How to Make Pork Vindaloo at Home

Don’t let the fieriness of world-famous Vindaloo scare you to attempt it at home.

Annabelle D’Costa

If you have a mouth of steel and love the slow-tingling of flavoursome spices, your search stops at Pork Vindaloo. A good vindaloo is bursting with flavours, which go beyond just chillies. There is pepper, clove, other spices and vinegar, all of which come together to pack a serious punch. Vindaloo is known for its heat courtesy of the chillies, but it is balanced by the sweet and tangy tamarind.

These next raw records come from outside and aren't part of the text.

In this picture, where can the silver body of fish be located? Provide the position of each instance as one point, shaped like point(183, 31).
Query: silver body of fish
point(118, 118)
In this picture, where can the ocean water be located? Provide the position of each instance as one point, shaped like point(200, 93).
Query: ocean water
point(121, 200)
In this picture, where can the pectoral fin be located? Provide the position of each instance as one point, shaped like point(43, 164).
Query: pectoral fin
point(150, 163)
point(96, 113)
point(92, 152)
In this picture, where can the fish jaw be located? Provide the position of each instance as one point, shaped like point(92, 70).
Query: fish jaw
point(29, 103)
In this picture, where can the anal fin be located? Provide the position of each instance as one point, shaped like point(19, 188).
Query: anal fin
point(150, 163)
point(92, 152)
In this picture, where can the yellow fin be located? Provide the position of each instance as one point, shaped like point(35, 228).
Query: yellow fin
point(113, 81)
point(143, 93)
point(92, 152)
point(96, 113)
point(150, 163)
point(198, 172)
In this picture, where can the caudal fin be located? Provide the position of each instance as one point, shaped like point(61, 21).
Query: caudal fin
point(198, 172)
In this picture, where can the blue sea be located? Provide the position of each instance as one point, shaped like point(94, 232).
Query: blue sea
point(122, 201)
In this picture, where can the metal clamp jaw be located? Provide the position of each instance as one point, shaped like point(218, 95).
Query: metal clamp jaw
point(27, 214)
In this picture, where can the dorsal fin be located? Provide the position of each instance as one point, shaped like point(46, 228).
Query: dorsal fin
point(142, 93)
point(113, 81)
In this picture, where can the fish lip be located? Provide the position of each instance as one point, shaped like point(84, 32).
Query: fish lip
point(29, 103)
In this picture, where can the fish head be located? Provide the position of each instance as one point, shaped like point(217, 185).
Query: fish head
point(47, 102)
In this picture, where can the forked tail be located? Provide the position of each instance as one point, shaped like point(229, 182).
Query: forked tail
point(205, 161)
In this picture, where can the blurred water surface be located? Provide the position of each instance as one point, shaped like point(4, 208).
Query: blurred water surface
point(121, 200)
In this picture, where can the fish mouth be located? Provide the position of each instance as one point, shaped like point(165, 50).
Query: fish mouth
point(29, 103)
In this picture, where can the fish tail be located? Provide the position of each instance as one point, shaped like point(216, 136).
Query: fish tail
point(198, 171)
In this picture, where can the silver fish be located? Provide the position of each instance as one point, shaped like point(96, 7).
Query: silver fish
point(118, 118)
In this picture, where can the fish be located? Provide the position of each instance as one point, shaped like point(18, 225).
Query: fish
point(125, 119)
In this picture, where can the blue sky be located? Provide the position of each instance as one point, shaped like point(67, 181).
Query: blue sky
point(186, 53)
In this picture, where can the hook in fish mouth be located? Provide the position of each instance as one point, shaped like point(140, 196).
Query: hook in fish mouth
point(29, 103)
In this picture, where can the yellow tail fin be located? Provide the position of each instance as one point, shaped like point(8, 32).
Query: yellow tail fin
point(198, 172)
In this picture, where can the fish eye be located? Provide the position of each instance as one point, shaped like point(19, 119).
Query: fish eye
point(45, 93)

Before we dig deeper into the origin of Vindaloo, it’s important to note that traditional Vindaloo doesn’t contain potatoes. It’s a misunderstanding because of ‘aloo’ in Vindaloo; aloo is also Hindi for potato. The etymological roots of the word Vindaloo is arne de vinha d'alhos (meat marinated in wine-vinegar and garlic). “The history of Vindaloo goes all the way back to the days when Portuguese sailors visiting India used to preserve their meat in wine and garlic for their food needs during their journey on the sea,” says Chef Edia Cotta from Alila Diwa Goa. It was only a matter of time, she adds, for the Goans to adopt the recipe and then incorporate their own uniqueness to it by adding chillies, tamarind, black pepper, cardamom and cinnamon. “This dish then went on to even gain popularity in Kerala, especially among the Anglo-Indian community, who then passed on the recipe through generations,” she further adds.

(Also read: How to make Goan Chicken Xacuti at home)

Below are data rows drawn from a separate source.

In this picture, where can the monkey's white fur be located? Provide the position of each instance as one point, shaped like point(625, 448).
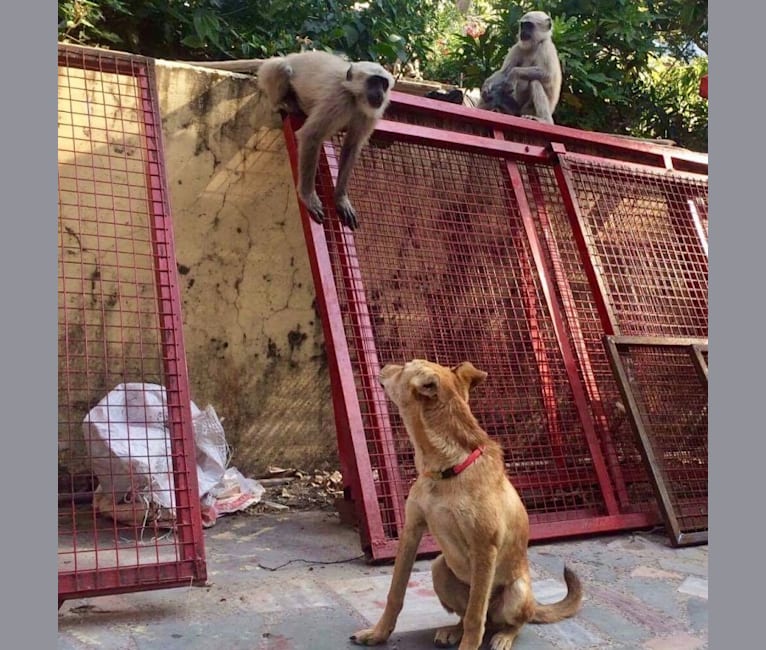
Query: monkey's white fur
point(530, 75)
point(335, 95)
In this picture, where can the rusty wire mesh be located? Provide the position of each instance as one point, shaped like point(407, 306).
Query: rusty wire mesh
point(630, 479)
point(119, 328)
point(448, 275)
point(644, 233)
point(494, 243)
point(667, 400)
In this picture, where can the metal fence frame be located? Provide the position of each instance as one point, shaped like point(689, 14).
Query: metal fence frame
point(520, 144)
point(188, 568)
point(664, 485)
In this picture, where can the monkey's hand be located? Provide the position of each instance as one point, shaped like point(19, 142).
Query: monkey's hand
point(529, 73)
point(314, 206)
point(370, 636)
point(346, 212)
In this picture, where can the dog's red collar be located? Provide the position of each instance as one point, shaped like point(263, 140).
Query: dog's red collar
point(456, 469)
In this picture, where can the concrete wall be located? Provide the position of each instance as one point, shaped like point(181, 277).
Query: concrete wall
point(253, 338)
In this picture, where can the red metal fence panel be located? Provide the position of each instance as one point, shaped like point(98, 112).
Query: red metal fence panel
point(664, 385)
point(473, 245)
point(119, 326)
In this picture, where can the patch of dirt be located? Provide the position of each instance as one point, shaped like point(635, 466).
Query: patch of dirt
point(291, 489)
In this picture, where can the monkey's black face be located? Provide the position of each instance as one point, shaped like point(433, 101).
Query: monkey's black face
point(376, 90)
point(526, 30)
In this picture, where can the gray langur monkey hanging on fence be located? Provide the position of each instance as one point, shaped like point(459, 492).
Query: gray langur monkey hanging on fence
point(528, 84)
point(335, 95)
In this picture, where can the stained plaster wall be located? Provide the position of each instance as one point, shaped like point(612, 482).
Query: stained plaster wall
point(253, 338)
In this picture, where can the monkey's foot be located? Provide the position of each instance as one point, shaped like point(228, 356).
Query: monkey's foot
point(448, 636)
point(314, 206)
point(346, 212)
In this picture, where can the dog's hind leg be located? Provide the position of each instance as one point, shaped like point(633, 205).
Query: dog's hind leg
point(503, 640)
point(453, 595)
point(508, 611)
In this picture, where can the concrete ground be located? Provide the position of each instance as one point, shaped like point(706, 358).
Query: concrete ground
point(297, 581)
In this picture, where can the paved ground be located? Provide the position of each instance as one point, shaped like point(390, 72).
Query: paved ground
point(297, 582)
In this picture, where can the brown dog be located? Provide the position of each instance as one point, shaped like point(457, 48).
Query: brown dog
point(462, 496)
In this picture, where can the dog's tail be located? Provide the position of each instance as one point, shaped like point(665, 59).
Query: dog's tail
point(566, 607)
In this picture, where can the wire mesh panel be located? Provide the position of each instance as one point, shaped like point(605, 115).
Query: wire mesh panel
point(473, 245)
point(128, 515)
point(666, 398)
point(645, 233)
point(444, 269)
point(630, 479)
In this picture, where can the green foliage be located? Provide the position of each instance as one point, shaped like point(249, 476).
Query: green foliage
point(630, 66)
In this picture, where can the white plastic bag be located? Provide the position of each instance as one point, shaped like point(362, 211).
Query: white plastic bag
point(128, 442)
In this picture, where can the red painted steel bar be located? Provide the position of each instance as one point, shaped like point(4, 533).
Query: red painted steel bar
point(569, 196)
point(416, 134)
point(357, 470)
point(612, 145)
point(118, 567)
point(370, 366)
point(188, 511)
point(577, 389)
point(578, 340)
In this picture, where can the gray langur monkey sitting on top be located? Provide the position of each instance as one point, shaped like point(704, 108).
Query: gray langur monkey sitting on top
point(528, 84)
point(335, 95)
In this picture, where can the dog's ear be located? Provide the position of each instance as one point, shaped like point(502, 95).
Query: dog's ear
point(426, 384)
point(469, 374)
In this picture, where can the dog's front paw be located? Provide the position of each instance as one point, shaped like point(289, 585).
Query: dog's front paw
point(368, 637)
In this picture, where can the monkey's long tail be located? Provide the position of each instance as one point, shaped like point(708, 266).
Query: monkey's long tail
point(248, 66)
point(564, 608)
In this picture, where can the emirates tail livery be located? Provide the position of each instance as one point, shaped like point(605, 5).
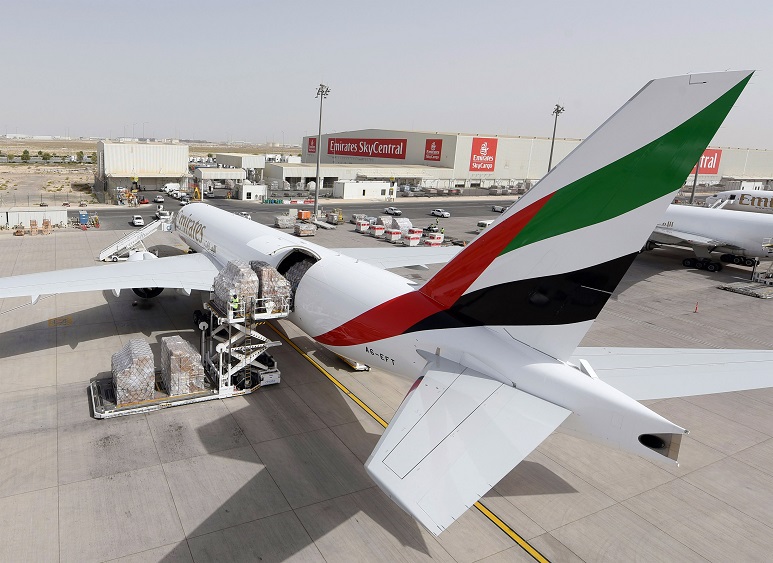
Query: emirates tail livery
point(490, 337)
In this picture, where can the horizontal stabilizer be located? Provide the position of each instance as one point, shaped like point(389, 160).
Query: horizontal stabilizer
point(659, 373)
point(455, 436)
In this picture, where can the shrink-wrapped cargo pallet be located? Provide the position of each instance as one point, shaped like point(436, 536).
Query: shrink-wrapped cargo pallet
point(273, 286)
point(236, 278)
point(362, 226)
point(133, 373)
point(181, 368)
point(284, 221)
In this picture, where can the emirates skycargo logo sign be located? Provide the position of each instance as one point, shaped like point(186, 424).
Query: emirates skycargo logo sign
point(709, 162)
point(433, 148)
point(373, 148)
point(483, 157)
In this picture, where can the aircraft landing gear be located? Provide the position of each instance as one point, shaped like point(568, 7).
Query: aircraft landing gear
point(739, 260)
point(702, 264)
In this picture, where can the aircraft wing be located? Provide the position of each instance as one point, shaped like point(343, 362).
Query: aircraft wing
point(188, 271)
point(402, 256)
point(659, 373)
point(672, 236)
point(456, 435)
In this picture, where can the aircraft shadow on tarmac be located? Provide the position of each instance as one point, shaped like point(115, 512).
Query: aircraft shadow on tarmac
point(319, 473)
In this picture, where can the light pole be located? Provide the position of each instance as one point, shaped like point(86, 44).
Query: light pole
point(558, 110)
point(322, 93)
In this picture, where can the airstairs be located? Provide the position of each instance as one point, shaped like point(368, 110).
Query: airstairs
point(133, 241)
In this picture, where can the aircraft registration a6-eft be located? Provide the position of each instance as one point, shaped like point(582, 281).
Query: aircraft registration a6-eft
point(489, 338)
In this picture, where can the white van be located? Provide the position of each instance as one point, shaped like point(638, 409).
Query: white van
point(483, 224)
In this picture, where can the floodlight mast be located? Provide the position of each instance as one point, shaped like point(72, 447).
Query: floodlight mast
point(558, 110)
point(322, 93)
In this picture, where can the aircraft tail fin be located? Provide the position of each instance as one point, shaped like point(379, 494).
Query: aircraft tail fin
point(543, 271)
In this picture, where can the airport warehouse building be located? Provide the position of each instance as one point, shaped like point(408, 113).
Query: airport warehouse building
point(457, 160)
point(134, 165)
point(445, 162)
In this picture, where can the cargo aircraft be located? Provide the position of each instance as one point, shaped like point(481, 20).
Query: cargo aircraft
point(738, 238)
point(490, 338)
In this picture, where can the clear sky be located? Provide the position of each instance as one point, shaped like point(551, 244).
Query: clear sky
point(249, 70)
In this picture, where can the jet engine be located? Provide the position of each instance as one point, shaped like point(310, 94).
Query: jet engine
point(145, 292)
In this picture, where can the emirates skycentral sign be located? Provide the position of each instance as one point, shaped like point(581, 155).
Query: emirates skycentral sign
point(709, 162)
point(433, 149)
point(372, 148)
point(483, 156)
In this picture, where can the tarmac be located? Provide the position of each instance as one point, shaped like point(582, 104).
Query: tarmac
point(278, 475)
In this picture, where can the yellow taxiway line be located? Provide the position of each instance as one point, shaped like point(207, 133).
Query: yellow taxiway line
point(526, 546)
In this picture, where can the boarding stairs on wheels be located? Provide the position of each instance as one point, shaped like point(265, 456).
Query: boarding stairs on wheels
point(133, 241)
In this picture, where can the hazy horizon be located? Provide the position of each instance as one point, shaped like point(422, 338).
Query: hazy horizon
point(244, 71)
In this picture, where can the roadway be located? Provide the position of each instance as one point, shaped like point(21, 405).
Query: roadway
point(417, 209)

The Vindaloo spice paste is quite easy to make and stores well in the refrigerator for a couple of weeks, thanks to the vinegar. Skip the water if you’re making a batch for future use. Chef Edia says, “Vindaloo can also be prepared with chicken, prawn, mutton or even beef.” All you’ve got to do is replace the meat with vegetables of your choice or simply turn to potatoes and mushrooms.

Take notes as Chef Edia shares her lip-smacking

Pork Vindaloo Recipe


What you need:

1/2 kg pork, cut into cubes
8 Kashmiri chillies
1/2 tsp cumin seeds
8–10 black peppercorns
7 cloves
1 cinnamon stick
1 tsp turmeric powder
10 garlic flakes
1 small piece of fresh ginger
1/4 cup of Goan palm vinegar or Apple Cider Vinegar
Salt, to taste
1 tsp sugar
3–4 medium sized onions, sliced thinly


1. Make a fine paste of the chillies, cumin seeds, peppercorns, garlic, ginger, turmeric and cinnamon using the vinegar instead of water.
2. Next, marinate your pork with this mixture and some salt. Let it rest it overnight, if possible to let the meat absorb all the amazing flavours.
3. When ready to cook, place a heavy bottomed wide vessel on heat, and throw in the sliced onions and the pork. Mix well. Do not add any oil or water as the pork tends to release fats, which will help cook everything. 
4. Let the vindaloo cook on a medium flame, stirring after every 15 to 20 minutes to ensure that it doesn’t burn. The pork should take around 45 to 60 minutes to cook.
5. Once done, add a teaspoon of sugar to it. At this point, it’s best to taste your vindaloo so that you can adjust the spiciness accordingly. It has to be tangy and hot with a tinge of sweetness.
6. Next, turn off the heat and let cool.

Note: The spices and the vinegar intensify over time, soaking into the meat, giving it its characteristic hot and tangy taste. Therefore, it’s best to store the pork vindaloo in the fridge for the next 2 to 3 days, before consuming it. Remember, the longer you store it, the better it will taste.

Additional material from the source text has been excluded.